USDt's market cap reached $186.06 billion as of 14:30 UTC, edging past Ethereum's $185.66 billion, according to CoinGecko data. The gap — roughly $400 million — is narrow enough to flip back within hours, but the direction of the trend signals where capital is flowing. ETH touched $1,510 on Coinbase, its lowest level since April 2025, before recovering to around $1,553. The broader crypto selloff also pushed Circle's USDC past Ripple's XRP, with USDC at $73.6 billion versus XRP's $64 billion market cap.

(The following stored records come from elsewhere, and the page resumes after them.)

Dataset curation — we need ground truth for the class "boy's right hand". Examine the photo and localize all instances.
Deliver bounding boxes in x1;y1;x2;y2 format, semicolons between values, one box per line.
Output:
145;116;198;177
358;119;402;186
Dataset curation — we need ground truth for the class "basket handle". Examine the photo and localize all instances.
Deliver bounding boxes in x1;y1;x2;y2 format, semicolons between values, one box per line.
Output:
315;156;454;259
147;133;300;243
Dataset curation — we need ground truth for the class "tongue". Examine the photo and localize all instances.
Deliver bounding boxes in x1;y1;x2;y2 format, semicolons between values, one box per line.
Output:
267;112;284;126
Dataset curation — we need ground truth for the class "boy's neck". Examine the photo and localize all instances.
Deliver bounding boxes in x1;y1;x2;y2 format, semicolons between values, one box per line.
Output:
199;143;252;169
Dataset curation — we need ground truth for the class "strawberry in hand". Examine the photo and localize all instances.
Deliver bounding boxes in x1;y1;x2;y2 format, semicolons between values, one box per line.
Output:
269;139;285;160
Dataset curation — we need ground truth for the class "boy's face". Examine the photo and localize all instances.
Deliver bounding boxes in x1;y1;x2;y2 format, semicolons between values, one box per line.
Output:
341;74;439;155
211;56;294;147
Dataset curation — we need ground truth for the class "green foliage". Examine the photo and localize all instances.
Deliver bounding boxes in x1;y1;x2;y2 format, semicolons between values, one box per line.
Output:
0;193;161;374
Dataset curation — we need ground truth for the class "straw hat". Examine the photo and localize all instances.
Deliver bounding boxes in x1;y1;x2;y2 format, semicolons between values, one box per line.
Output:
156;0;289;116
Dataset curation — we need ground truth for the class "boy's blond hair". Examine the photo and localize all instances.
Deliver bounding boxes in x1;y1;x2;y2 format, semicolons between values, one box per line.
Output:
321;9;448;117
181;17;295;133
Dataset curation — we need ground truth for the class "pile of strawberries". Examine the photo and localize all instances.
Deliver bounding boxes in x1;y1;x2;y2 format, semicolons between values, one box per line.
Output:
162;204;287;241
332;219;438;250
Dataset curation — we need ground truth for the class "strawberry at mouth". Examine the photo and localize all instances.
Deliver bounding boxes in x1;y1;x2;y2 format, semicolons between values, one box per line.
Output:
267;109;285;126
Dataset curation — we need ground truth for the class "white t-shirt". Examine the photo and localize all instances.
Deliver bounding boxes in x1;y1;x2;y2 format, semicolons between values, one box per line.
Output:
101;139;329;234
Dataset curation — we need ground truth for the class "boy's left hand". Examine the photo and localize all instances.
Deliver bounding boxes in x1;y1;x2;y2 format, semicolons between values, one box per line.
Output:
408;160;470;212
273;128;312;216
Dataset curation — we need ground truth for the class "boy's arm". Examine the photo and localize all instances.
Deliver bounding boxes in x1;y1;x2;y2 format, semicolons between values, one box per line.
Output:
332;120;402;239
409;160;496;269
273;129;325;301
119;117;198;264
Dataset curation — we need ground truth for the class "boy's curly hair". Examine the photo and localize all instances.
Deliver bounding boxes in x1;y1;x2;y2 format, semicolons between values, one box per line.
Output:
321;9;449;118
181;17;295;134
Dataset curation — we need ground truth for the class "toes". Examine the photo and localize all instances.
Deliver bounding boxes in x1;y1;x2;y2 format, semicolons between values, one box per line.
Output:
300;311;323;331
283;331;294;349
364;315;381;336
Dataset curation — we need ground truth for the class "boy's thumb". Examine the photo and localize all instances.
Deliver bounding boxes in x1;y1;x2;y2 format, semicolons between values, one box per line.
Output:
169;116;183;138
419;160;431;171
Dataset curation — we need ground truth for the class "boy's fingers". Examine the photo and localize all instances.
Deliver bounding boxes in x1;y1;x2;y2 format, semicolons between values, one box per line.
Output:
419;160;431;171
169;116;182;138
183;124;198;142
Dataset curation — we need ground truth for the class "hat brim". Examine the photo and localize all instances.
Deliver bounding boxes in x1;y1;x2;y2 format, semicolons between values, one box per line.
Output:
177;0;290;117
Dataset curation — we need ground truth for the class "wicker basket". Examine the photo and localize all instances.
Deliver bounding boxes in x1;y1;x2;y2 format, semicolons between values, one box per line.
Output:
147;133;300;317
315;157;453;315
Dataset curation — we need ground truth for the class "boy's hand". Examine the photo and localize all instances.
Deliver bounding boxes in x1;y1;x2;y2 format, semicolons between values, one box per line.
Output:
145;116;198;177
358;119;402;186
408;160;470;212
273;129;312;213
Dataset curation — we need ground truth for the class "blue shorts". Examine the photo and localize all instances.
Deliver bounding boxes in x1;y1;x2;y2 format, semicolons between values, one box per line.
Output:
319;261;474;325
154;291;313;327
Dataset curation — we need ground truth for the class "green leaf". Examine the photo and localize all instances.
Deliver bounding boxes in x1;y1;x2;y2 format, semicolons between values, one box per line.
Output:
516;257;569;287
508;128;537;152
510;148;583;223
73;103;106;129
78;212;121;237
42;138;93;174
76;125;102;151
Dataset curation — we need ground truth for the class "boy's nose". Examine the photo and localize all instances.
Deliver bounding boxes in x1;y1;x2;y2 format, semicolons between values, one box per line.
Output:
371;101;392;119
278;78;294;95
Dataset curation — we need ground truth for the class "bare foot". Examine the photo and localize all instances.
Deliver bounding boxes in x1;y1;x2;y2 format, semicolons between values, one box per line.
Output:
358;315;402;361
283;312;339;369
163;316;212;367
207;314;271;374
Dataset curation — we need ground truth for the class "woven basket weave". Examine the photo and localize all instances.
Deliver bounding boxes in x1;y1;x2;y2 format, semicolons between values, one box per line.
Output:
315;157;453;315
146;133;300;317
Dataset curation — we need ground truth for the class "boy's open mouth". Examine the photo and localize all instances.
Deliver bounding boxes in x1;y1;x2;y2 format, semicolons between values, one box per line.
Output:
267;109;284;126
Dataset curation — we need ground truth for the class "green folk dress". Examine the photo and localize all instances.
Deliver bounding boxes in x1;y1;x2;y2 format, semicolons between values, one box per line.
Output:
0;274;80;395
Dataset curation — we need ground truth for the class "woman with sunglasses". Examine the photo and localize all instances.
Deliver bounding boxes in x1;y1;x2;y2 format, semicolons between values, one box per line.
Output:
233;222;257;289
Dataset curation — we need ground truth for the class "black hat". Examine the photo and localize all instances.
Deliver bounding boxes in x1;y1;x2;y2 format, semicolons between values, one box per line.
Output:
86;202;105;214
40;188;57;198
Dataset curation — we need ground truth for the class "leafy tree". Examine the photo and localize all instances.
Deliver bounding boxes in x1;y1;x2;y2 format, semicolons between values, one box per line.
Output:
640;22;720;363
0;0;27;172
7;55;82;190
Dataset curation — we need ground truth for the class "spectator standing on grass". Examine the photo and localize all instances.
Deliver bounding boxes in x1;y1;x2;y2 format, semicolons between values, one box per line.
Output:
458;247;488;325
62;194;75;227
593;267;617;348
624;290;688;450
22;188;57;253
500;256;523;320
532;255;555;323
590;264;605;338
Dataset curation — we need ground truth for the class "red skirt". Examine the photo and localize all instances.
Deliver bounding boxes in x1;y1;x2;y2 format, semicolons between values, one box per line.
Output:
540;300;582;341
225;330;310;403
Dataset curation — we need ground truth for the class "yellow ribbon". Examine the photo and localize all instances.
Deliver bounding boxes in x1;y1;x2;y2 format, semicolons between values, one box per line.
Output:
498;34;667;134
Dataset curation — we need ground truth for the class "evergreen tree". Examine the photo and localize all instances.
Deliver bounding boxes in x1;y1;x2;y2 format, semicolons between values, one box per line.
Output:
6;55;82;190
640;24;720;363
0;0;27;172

The flip marks a structural shift in how crypto markets allocate capital. Stablecoins now represent nearly 15% of the total crypto market capitalization, according to 21Shares, which noted that stablecoin supply contracted more than 30% during the last bear market but is hitting record highs this cycle. Tether's market cap grows when new USDT tokens are minted to meet demand for dollar liquidity — a direct proxy for capital sitting on the sidelines. USDT0, an omnichain version of USDT developed by Everdawn Labs, crossed $100 billion in cumulative transaction volume on June 25, signaling that stablecoin infrastructure is expanding beyond pure trading into payments, treasury operations, and emerging AI-agent economies.
Why stablecoin dominance matters
When a static-value instrument designed to hold $1 overtakes a programmable blockchain by market capitalization, it reflects a defensive posture across crypto markets. Investors are de-risking into dollar-pegged assets rather than exiting the ecosystem entirely. Tether reported more than $193 billion in reserves backing USDT in circulation and generated over $10 billion in profits during 2025, making it one of the most profitable firms in global finance by net income. USDT now controls an estimated 70% of the stablecoin market.
The Ethereum ecosystem has faced internal headwinds that compound the price pressure. The Ethereum Foundation cut 20% of its workforce and saw several executive departures in recent weeks. A new nonprofit called Ethlabs, backed by Ether treasuries Bitmine and Sharplink, launched this week to retain key developers and researchers. ETH prices are back at critical long-term support levels last visited in October 2023 and April 2025.
Not all capital is fleeing
Some institutional holders are treating the decline as a buying opportunity. Sharplink made its first Ether purchase in eight months, acquiring 5,000 ETH on Thursday. Bitmine, chaired by Tom Lee, added 76,881 ETH last week. Their accumulation suggests conviction that Ethereum's role as the dominant smart contract platform — underpinning the majority of DeFi protocols, NFT markets, and Layer 2 networks — remains intact despite the market cap ranking shift.
The question for traders is whether USDT supply growth signals capital waiting for a catalyst or a prolonged risk-off environment. A declining USDT market cap would suggest rotation back into risk assets. A continued rise confirms caution is deepening. Tether CEO Paolo Ardoino has pointed to the emerging AI-powered agentic economy as the next major use case for USDT, where autonomous systems need a universally available digital dollar that settles instantly across any network.
This article is for informational purposes only and does not constitute investment advice.